Recently I made a bet with a friend over the outcome of Euro 2012 (why? I don’t know thing about soccer, or football, if you prefer). Shockingly, I lost, and as payment, I’m required to read a book of his choosing. Assignment: Watchmen, by Alan Moore and Dave Gibbons. I’ve never read a graphic novel before (I know, I know) and so quickly scanned the first page to see what I’m in for.
This is what I found:
“Rorschach’s Journal. October 12 TH, 1985.: Dog carcass in alley this morning, tire tread on burst stomach. This city is afraid of me. I have seen its true face.”
My reaction: wow! Though I’m mid-way through two other books, I wanted to toss them aside and keep reading. And that got me thinking about first lines, whether we need to have a great one, and what makes them great. I started plucking other books from my shelf to see if they had similarly fantastic opening lines. Most didn’t. They weren’t bad, but definitely didn’t grab me in the same way this one did. But some stood out, and I’ve reproduced those below, along with my immediate reactions to them and followed by a discussion of what makes them great.
(I restricted myself to the first sentence from chapter one, not the prologue, if there was one.)
First lines from books on my shelf:
“We were somewhere around Barstow on the edge of the desert when the drugs began to take hold.” Fear and Loathing in Las Vegas, Hunter S. Thompson
Reaction: In medias res, funny, modern, gritty/edgy.
“The primroses were over.” Watership Down, Richard Adams
Reaction: Foreshadowing bad things to come, cycle of life, nature, countryside, old-fashioned.
“My suffering left me sad and gloomy.” Life of Pi, Yann Martel
Reaction: What suffering? Sympathy for character.
“Happy families are all alike; every unhappy family is unhappy in its own way.” Anna Karenina, Leo Tolstoy
Reaction: Literary, funny, profound, true.
“The Wheel of Time turns, and Ages come and pass, leaving memories that become legend.” The Eye of the World, Robert Jordan
Reaction: High fantasy-feel, epic, broad focus.
“If you really want to hear about it, the first thing you’ll probably want to know is where I was born, and what my lousy childhood was like, and how my parents were occupied and all before they had me, and all that David Copperfield kind of crap, but I don’t feel like going into it, if you want to know the truth.” The Catcher in the Rye, J. D. Salinger
Reaction: Distinct voice, second person, curiosity about character, close focus (inside character’s head), run-on sentence.
“’To be born again,’ sang Gibreel Farishta tumbling from the heavens, ‘first you have to die…’” The Satanic Verses, Salman Rushdie
Reaction: Dialogue directed at me, philosophical, religious, magic realism, fable.
“I believe what separates humanity from everything else in this world – spaghetti, binder paper, deep-sea creatures, edelweiss and Mount McKinley – is that humanity alone has the capacity at any given moment to commit all possible sins.” Hey Nostradamus, Douglas Coupland
Reaction: Quirky, drawing relationships between seemingly diverse items, philosophical, humorous, modern.
“They’re all dead now.” Fall on Your Knees, Ann-Marie MacDonald
“The birds saw the murder.” The Way the Crow Flies (Prologue), Ann-Marie MacDonald
“The sun came out after the war and our world went Technicolor.” The Way the Crow Flies, Ann-Marie MacDonald
Reaction: Curiosity provoking, dark, serious, weighty, cutting to the heart of things.
So what do these first lines have in common that makes them great?
First, they all capture the voice and style in which the story is told.
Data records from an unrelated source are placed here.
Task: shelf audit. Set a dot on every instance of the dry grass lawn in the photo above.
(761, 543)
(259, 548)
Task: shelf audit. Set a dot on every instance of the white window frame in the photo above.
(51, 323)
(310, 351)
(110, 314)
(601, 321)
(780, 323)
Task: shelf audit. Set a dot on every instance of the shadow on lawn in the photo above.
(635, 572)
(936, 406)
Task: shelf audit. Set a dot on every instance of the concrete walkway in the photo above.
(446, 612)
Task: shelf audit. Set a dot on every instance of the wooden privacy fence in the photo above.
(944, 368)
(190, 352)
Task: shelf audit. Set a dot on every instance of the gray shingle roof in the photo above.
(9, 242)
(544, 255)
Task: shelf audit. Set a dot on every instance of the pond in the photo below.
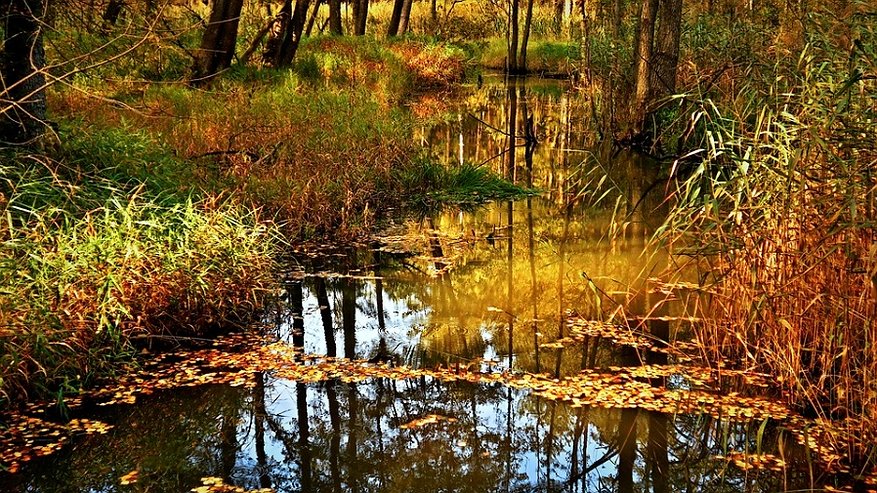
(464, 351)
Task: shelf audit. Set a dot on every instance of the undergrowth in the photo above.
(88, 265)
(778, 212)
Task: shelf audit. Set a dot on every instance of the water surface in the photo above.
(475, 291)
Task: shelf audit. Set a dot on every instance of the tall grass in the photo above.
(779, 213)
(88, 265)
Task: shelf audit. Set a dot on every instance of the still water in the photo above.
(487, 290)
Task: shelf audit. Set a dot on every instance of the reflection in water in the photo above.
(297, 437)
(485, 290)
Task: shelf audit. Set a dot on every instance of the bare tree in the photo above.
(335, 18)
(404, 17)
(220, 38)
(393, 28)
(22, 88)
(512, 56)
(528, 21)
(360, 16)
(666, 52)
(643, 64)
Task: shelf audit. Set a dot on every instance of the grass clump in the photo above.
(431, 186)
(87, 266)
(544, 56)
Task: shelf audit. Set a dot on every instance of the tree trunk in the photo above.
(643, 63)
(292, 35)
(22, 95)
(310, 25)
(528, 20)
(393, 28)
(666, 53)
(218, 43)
(616, 18)
(512, 57)
(558, 16)
(360, 16)
(335, 18)
(277, 34)
(112, 13)
(404, 17)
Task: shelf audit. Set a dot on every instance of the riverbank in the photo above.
(161, 209)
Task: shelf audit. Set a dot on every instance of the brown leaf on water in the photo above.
(427, 420)
(130, 478)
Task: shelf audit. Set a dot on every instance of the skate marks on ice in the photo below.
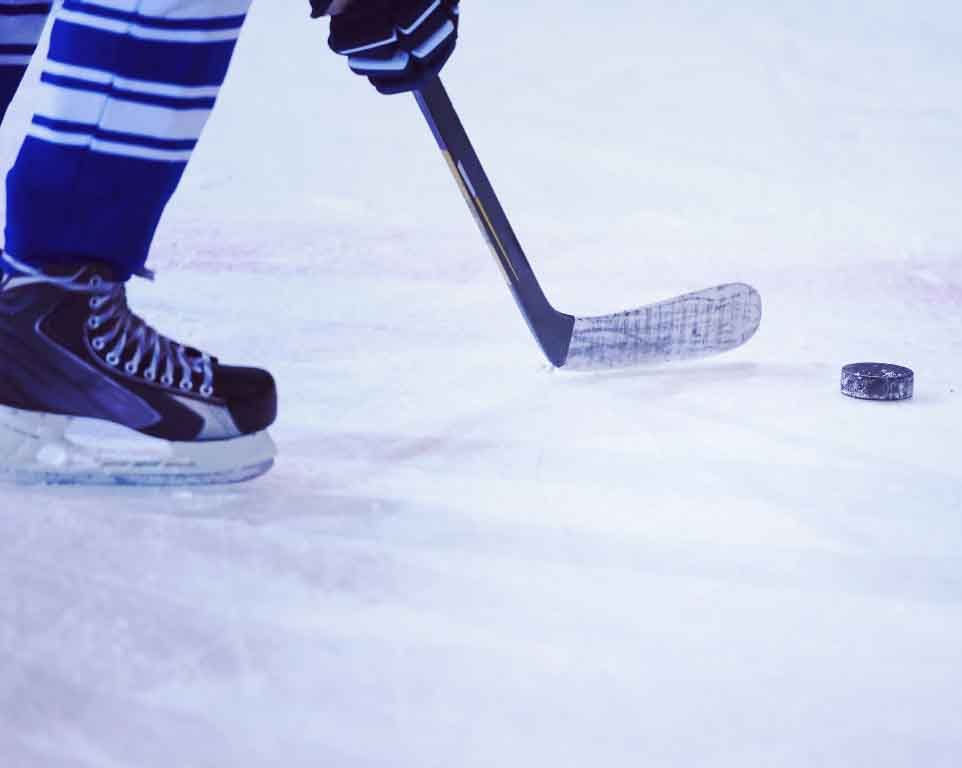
(41, 448)
(132, 637)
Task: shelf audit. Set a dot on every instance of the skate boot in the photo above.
(91, 394)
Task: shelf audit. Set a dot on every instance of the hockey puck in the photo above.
(878, 381)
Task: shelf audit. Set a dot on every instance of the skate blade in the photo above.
(48, 449)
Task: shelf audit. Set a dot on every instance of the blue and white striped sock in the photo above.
(125, 93)
(21, 24)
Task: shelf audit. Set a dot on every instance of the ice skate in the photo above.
(91, 394)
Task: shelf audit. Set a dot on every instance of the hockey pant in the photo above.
(124, 94)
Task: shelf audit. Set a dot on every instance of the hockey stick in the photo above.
(695, 325)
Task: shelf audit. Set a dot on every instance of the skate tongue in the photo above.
(82, 271)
You can tell instantly whether you’re about to read an epic fantasy, a literary classic, a charming tale, or a gritty, modern story. They also all touch on the major theme or concern of the story—whether it’s a murder, a character study, a philosophical examination of religion, or a series of drug-induced shenanigans, it’s right there in the first sentence.
And maybe that’s it: these first lines are something like elevator pitches. They accomplish a lot in a short amount of space; they’re pithy. These books have something to say, plots specific enough to be hinted at in a single sentence, and are written in a consistently strong voice, or style. In a way, it’s probably the greatness of these books that made it easy(er) for the authors to craft excellent first sentences.
So, must our novels have great first lines? While I think it’s necessary to have a great, or at least very good, first couple chapters, it probably isn’t as vital that our first lines go down in history as some of the greats. Most people will keep reading even if the first line is a bit bland, giving the author at least a chapter or two to win them over. Personally I worry my novels-in-progress don’t have strong enough central themes to birth brilliant first sentences, but that’s a topic for another post.
But whether it’s necessary or not, don’t we all want to hit our readers smack between the eyes with something like, “This city is afraid of me”?
I’d love to hear your thoughts. What are your favorite opening lines and why? What makes an opening line special?